Item 7A.    Quantitative and Qualitative Disclosures About Market Risk

        The information in the sections entitled "Management's Discussion and Analysis of Financial Condition and Results of Operations" and "Market Risk" and in Note 4 to the consolidated financial statements in our 2003 Annual Report is incorporated herein by reference.


Item 8.    Financial Statements and Supplementary Data

        The consolidated financial statements and notes thereto, together with the report thereon of independent auditors contained in our 2003 Annual Report, are incorporated herein by reference.
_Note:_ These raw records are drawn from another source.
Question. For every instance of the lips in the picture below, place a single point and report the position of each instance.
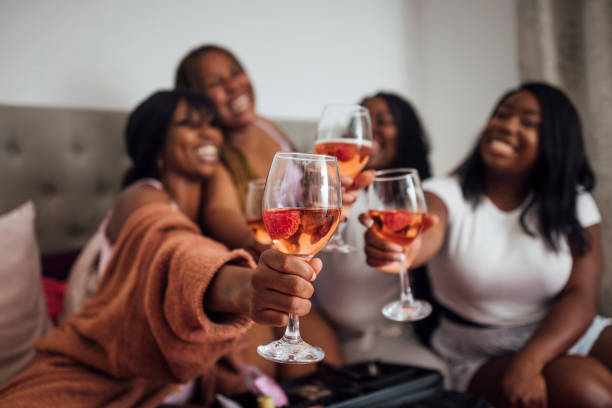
(207, 153)
(502, 146)
(241, 104)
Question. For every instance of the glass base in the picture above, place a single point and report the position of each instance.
(402, 312)
(282, 351)
(338, 247)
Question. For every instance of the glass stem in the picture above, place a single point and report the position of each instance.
(292, 331)
(406, 295)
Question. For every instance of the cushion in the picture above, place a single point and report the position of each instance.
(23, 316)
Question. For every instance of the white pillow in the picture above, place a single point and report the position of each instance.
(23, 311)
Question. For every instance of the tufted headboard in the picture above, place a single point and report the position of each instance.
(70, 163)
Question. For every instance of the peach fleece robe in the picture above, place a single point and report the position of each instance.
(145, 330)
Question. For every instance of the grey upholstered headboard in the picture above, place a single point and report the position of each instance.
(70, 163)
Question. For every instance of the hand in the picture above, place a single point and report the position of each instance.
(390, 257)
(351, 187)
(523, 385)
(281, 284)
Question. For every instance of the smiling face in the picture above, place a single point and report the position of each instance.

Item 9.    Changes in and Disagreements with Accountants on Accounting and Financial Disclosure

        Not applicable.


PART III

Item 10.    Directors and Executive Officers of Medtronic

        The sections entitled "Proposal 1—Election of Directors—Directors and Nominees", "Governance of the Company—Audit Committee Financial Experts", and "Section 16(a) Beneficial Ownership Reporting Compliance" of our Proxy Statement for our 2003 Annual Shareholders' Meeting is incorporated herein by reference. See also "Executive Officers of Medtronic" on pages 23 through 25 hereof.

        We have adopted a written Code of Ethics that applies to our chief executive officer, chief financial officer, corporate controller and treasurer, and to other senior financial officers performing similar functions who are identified from time to time by the chief executive officer. This Code of Ethics, which is part of our broader Code of Conduct applicable to all employees, is posted on our website, www.medtronic.com, under the "Corporate Governance" caption. Any amendments to, or waivers of, this Code of Ethics will be disclosed on our website promptly following the date of such amendment or waiver.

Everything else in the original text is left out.